もう一つ、よく引用される事例があります。Mac mini M4 Pro(64GB)でQwen3-Coder-30B-A3Bを動かしたとき、MLX約130 tok/s対Ollama(llama.cppバックエンド)43 tok/sで約3倍の差がついたという報告です。この3倍は、上の20〜87%のバンドと同じものを測っていません。 前者は純粋なMLX対llama.cppの比較であり、3倍の事例はMLX対「Ollamaというランタイムを経由したllama.cpp」なので、バックエンドの差にOllamaのランタイムオーバーヘッドが合算された単一事例です。2つの数字をつなげて「MLXは3倍」と一般化すると誇張になります。
ハードウェア世代の差も無視できません。llmcheck.netの集計によれば、M5 MaxはM4 Max比で約**+28%**のtok/sを出します。Llama 3 8B Q4でM5 Max 82 tok/s対M4 Max 64 tok/s、Qwen 3.5 30B-A3B Q4でM5 Max 58 tok/s対M4 Max 45 tok/sです。中型(14〜35B)モデルはM4 Pro 24GBで35〜55 tok/s程度、M5 Max 128GBのメモリ帯域幅は約600GB/sです。ローカルLLMで性能を決めるのはGPUコア数よりもメモリ帯域幅と容量だという事実が、これらの数字にそのまま表れています。

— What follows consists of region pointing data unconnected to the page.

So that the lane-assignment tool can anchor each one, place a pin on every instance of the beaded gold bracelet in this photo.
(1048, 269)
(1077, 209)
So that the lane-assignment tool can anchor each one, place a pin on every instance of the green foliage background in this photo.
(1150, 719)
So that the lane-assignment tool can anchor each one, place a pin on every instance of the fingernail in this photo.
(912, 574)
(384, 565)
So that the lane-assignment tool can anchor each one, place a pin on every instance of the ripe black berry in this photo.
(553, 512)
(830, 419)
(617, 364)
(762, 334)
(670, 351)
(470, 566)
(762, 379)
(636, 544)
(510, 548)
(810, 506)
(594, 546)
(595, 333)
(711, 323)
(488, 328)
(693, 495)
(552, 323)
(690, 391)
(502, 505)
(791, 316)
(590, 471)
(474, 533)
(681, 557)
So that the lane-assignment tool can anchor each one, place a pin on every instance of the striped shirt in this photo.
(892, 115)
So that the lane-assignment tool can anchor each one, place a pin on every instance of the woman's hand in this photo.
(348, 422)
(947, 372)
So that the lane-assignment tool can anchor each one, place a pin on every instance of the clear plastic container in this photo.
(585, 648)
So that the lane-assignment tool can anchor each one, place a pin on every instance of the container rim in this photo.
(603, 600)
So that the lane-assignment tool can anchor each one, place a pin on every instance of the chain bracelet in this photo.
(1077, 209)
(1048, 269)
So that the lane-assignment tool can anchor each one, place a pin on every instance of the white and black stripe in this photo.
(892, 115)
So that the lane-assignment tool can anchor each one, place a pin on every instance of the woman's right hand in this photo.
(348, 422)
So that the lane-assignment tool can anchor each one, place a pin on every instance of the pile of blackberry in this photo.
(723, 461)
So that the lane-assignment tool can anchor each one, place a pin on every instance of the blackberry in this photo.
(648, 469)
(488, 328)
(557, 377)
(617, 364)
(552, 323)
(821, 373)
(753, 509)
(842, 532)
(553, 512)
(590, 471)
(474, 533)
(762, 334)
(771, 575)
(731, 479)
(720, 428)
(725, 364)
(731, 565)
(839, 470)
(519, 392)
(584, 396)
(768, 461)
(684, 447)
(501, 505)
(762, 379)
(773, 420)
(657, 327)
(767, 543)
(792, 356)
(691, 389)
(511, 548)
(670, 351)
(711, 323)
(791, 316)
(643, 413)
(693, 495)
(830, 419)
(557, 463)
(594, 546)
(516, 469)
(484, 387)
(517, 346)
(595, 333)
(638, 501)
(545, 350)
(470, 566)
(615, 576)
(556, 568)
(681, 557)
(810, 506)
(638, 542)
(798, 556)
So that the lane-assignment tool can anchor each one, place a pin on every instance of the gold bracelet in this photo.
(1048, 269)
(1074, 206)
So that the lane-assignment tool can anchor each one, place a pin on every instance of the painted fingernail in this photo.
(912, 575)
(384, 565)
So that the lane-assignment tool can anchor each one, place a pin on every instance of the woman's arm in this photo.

ここから実務的に導かれる結論はこうです。Macを使うなら、MLXに対応したツール(Ollama 0.19以上、LM Studio、Jan 0.7.7以上)を選び、MLXフォーマットのモデルを落としてください。 同じハードウェアでもバックエンドを変えるだけで**20〜87%(報告事例の多くは30〜50%台)**変わります。上の3倍の事例のようにさらに開くケースもありますが、あれはランタイムオーバーヘッドまで合算された特殊事例なので、期待値はバンド側に合わせておくのが安全です。逆にNVIDIA GPUサーバーならMLXは無意味なので、同時実行性の要件に応じてOllamaとvLLMから選べば十分です。
4. 料金プラン・価格の完全比較:無料の範囲はどこまでか
2026年のこのカテゴリで、最も誤解の多い領域です。結論から言うと、5つのツールはいずれもローカル実行そのものは無料で、有料になるのはあくまでクラウド推論のアドオンです。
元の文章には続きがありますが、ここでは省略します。